Camfil was founded 1963 because of nuclear power. The Swedish government had established a nuclear power research center in Studsvik. Nuclear energy was something new,a research area that attracted the sharpest of brains. Gösta Larson, the founder of Camfil, realized an opportunity and became an agent for American manufactured industria filters. He figured out that nuclear power plants need air filters – filters of a new technology. Mr Larson went and convinced the technicians and researchers to sign a contract. He kept his promises and started the production with three employees.
Camfil of today has 3700 employees, 25 manufacturing plants around the world, sales companies in 25 different countries, agents and representatives in more than 50 countries. The turnover is 5,5 billion SEK (2014).
The research and development is built up with a new Tech-Center in Trosa, Sweden, where Camfil has the test and research equipment to investigate the pollutants in the air and with the SEM microscope look at nano particles, smaller than 0,1 µm. This is extremely important to be able to see when one is developing new filters for different applications. Within the TechCenter in Trosa there´s also the one and only full scale molecular laboratory, for this business, in the world. It´s built up to be able to test the efficiency and the lifetime of full sized filters by different gases that affects filters in real environment. Select the right carbon impregnation for a certain air cleaning purpose, and calculate it´s efficiency and life time. To be able to know what´s needed in different parts of the world Camfil has built eight 40´ containers with possibility to measure and compare four different filters in each container. The measurements of particle concentration, humidity and temperature are transferred to a computer in Trosa. The eight containers are placed in various cities around the world. In total Camfil has 70 persons around the world working with research to improve the indoor air quality (IAQ) for people’s health.
Camfil is segmented in different business units, Comfort air, Clean Processes, Power Systems, Air Pollution Control, Airborne Molecular Contamination.
Camfil is a member of all technical committees, as for example ASHRAE in the US and Eurovent, the European branch organization, around the world and takes initiative to improve the standards and methods to guarantee the performance of air filters in all types, from coarse filters to fine air filters, micro filters and molecular filtration.
Camfil is an active member of the European branch organization, Eurovent, where all standards and new development regarding fine air filters are discussed and promoted. The latest project was to improve the European Energy Efficiency Classification for fine filters. The guide line, Eurovent 4/21-2014, is decided and the program, with classifying filters in A+ – E, from January 2015.
Indoor Air Quality
People drinks 2-3 liters of water, eats about 1 kg of food and breathe around 25 kg of air every 24 hours.
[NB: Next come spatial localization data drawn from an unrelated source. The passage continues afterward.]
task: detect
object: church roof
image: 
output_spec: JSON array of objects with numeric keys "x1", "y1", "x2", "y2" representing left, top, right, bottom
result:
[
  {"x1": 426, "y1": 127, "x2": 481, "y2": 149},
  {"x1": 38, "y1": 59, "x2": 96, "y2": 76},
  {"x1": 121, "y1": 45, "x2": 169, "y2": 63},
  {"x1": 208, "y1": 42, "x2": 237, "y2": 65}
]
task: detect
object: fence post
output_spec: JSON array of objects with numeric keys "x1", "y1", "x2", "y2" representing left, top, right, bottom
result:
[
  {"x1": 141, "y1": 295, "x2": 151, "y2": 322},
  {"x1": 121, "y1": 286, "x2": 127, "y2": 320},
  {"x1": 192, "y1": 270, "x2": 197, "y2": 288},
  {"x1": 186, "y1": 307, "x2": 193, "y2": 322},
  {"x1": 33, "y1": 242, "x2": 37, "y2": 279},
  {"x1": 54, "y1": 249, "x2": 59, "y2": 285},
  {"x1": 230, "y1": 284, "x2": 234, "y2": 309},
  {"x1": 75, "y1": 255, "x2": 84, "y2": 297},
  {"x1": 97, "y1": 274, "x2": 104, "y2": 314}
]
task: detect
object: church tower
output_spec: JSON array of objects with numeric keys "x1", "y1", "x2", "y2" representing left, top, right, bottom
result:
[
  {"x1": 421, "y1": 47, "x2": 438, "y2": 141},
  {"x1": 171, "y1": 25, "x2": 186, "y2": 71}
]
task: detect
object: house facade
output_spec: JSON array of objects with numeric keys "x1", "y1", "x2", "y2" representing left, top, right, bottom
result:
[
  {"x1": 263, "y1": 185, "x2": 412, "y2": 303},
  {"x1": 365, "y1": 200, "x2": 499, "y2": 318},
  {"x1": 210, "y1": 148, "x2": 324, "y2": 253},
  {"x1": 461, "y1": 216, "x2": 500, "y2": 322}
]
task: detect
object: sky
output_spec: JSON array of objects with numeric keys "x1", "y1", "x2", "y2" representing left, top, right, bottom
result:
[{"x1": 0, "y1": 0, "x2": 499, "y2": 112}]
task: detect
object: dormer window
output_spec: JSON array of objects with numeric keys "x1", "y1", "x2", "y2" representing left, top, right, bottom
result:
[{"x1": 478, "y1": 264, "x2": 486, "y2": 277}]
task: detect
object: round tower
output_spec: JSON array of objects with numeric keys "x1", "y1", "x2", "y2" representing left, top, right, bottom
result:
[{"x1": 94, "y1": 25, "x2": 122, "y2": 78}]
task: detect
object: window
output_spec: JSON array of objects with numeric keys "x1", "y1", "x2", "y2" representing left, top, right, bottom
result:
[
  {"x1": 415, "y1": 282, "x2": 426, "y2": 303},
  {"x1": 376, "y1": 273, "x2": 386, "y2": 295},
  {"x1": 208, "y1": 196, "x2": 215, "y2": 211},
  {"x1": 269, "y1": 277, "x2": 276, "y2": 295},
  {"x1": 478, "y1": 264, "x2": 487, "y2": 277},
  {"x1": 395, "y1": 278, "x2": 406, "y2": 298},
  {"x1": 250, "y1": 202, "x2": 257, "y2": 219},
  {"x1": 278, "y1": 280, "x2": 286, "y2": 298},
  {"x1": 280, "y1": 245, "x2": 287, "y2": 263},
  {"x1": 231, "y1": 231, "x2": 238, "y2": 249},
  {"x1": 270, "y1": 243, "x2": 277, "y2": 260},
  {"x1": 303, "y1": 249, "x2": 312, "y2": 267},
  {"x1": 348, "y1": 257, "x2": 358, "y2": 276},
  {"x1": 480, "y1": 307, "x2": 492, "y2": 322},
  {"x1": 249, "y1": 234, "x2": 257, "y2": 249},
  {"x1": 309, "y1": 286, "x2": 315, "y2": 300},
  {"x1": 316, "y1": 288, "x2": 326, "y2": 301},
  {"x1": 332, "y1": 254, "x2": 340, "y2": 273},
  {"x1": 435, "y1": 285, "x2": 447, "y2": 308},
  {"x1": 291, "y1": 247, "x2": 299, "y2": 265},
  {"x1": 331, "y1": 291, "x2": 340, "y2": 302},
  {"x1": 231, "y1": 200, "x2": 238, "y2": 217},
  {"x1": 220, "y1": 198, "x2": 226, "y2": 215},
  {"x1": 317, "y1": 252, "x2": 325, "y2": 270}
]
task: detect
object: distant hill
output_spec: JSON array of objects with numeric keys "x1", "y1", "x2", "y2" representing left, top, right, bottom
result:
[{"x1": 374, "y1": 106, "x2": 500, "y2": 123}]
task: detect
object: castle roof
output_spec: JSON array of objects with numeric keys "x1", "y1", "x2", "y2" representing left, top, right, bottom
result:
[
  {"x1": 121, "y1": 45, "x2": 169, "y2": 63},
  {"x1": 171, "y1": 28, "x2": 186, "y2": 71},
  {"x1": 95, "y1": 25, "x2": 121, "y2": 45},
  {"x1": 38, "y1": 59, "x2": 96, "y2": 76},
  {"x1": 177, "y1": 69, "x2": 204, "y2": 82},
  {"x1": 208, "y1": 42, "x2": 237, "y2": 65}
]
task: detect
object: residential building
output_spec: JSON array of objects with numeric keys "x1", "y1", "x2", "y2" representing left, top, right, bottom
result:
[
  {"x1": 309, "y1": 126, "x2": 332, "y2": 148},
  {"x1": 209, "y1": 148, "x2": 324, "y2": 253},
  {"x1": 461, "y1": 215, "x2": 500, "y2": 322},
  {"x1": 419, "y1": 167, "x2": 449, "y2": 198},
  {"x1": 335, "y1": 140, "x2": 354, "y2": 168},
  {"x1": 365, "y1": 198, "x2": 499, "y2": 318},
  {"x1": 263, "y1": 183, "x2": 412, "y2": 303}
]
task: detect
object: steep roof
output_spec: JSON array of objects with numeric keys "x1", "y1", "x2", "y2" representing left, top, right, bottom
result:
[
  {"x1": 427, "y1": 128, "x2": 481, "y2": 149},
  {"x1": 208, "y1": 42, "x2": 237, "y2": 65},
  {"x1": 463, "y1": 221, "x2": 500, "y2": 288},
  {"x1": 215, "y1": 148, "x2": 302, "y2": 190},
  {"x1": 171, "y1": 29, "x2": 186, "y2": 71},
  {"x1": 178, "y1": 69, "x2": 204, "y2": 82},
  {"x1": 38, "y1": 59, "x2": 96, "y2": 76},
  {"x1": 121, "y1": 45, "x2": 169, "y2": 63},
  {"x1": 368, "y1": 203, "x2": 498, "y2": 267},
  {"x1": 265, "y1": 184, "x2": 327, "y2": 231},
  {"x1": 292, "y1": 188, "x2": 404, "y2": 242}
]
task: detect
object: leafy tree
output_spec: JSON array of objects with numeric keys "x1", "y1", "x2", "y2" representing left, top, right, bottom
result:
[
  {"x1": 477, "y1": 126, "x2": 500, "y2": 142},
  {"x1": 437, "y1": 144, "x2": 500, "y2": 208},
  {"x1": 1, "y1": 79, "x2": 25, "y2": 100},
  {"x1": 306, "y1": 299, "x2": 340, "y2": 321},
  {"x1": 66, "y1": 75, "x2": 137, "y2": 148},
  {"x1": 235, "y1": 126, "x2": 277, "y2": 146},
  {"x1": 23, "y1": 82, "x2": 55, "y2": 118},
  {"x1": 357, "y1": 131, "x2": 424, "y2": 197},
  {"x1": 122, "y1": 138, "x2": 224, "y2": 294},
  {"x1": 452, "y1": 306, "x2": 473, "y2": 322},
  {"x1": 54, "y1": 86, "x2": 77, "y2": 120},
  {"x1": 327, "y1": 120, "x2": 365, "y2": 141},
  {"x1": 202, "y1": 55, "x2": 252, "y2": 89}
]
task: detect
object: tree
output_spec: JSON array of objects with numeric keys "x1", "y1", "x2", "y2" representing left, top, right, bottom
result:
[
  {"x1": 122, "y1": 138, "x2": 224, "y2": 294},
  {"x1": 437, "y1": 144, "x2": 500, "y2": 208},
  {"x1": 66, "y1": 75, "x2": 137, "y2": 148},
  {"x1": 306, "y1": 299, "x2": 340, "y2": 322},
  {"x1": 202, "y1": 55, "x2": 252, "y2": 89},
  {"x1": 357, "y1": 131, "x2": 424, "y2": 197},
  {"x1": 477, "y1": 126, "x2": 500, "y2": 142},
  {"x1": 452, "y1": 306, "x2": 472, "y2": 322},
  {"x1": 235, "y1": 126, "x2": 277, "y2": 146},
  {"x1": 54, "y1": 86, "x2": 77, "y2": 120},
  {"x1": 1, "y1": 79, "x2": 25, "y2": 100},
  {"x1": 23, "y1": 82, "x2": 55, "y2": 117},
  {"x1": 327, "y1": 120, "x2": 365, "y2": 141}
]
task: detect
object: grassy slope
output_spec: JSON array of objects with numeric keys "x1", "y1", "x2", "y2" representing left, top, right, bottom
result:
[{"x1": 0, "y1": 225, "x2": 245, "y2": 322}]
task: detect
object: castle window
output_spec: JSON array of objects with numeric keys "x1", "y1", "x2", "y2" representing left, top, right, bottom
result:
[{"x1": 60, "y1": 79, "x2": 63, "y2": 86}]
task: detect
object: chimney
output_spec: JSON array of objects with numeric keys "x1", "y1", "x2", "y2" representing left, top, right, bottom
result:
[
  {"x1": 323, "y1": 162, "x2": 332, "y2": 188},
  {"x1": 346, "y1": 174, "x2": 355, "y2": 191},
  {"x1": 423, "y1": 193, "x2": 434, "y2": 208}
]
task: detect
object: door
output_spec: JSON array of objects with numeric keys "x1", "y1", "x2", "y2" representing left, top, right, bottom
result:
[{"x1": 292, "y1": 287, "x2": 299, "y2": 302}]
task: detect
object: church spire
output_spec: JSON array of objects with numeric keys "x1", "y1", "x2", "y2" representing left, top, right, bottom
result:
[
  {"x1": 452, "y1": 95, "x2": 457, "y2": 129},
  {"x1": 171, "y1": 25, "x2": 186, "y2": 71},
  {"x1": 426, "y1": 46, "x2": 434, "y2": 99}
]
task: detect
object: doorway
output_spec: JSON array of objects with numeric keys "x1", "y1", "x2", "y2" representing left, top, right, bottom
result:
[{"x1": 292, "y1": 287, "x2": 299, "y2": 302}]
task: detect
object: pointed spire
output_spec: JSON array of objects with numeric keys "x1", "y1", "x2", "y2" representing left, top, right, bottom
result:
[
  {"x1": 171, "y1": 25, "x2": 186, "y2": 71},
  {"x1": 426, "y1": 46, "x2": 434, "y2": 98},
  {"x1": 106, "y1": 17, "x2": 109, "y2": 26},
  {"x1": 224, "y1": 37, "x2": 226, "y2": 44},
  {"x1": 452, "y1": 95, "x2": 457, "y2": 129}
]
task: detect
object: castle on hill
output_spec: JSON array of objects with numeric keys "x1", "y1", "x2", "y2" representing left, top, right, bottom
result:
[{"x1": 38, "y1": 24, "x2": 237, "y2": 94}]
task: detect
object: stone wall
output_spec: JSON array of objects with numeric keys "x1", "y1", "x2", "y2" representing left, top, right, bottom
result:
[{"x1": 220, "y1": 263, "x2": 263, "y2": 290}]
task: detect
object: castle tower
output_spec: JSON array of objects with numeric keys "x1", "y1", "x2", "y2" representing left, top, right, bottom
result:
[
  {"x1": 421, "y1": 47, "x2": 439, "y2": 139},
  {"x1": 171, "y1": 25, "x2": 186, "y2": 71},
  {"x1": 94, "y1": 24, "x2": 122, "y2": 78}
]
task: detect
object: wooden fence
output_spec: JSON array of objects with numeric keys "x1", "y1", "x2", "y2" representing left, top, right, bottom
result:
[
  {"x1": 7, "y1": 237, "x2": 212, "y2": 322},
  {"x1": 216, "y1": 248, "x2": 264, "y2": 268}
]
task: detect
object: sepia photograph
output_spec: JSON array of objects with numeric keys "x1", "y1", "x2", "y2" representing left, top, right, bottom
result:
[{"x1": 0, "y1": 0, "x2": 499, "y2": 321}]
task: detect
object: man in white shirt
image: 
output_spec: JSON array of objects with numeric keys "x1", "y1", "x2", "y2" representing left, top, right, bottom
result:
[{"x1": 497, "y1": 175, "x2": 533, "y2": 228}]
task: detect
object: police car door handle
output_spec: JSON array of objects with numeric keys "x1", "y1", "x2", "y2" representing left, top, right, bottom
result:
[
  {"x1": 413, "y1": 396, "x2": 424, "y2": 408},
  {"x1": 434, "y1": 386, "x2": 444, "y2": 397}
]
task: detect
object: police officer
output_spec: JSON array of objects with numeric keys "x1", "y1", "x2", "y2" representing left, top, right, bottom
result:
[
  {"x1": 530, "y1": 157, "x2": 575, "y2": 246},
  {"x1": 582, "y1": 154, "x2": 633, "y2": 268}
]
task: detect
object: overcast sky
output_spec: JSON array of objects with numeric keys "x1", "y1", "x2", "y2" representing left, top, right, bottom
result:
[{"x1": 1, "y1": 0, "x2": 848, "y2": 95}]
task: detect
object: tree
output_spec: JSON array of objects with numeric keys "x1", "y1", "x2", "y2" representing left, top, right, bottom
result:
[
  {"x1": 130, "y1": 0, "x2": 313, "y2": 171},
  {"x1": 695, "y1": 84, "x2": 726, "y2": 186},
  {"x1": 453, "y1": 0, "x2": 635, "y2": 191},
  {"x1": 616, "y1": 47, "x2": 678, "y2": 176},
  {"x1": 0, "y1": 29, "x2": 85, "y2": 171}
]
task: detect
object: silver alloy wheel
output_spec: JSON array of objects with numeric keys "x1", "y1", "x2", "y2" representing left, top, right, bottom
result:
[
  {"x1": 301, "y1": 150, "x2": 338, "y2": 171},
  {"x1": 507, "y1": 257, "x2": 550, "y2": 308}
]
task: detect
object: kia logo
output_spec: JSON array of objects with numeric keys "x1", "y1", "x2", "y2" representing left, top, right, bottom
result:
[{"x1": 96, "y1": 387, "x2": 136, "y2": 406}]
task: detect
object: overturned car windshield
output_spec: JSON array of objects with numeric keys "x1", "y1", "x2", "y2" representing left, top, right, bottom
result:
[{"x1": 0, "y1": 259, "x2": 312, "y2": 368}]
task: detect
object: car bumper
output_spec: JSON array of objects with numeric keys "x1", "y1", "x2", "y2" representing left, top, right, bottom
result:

We are very keen on food and beverage but do we know what we breathe? We need good air filters to remove the particles and pollution the ventilation unit brings in by the air. Not all filters are the same – even when they are in the same class. The new European standard for air filters (EN779:2012) came into force in 2012. Its purpose is to classify air filters based on their lowest filtration efficiency, Minimum Efficiency (ME). The standard is an initiative that we welcome and a step towards better indoor environments. The new standard will help to eradicate a number of problems. One of these is presented by electrostatic charged synthetic filters. While such filters can demonstrate good initial filtration efficiency, they discharge extremely rapidly. This entails a considerable deterioration in their air cleaning ability. Unfortunately, one result of the foregoing is that far too many European properties are now using F7 class filters that have ME values of between 5 and 10 percent. This means that as much as 90 to 95 percent of the contaminants in the outdoor air find their way into buildings and pollute the indoor environment. By basing classification on ME value, the new standard will force these filters out of the market. At the same time, it will contribute to the development of synthetic filter materials offering considerably higher particle separation.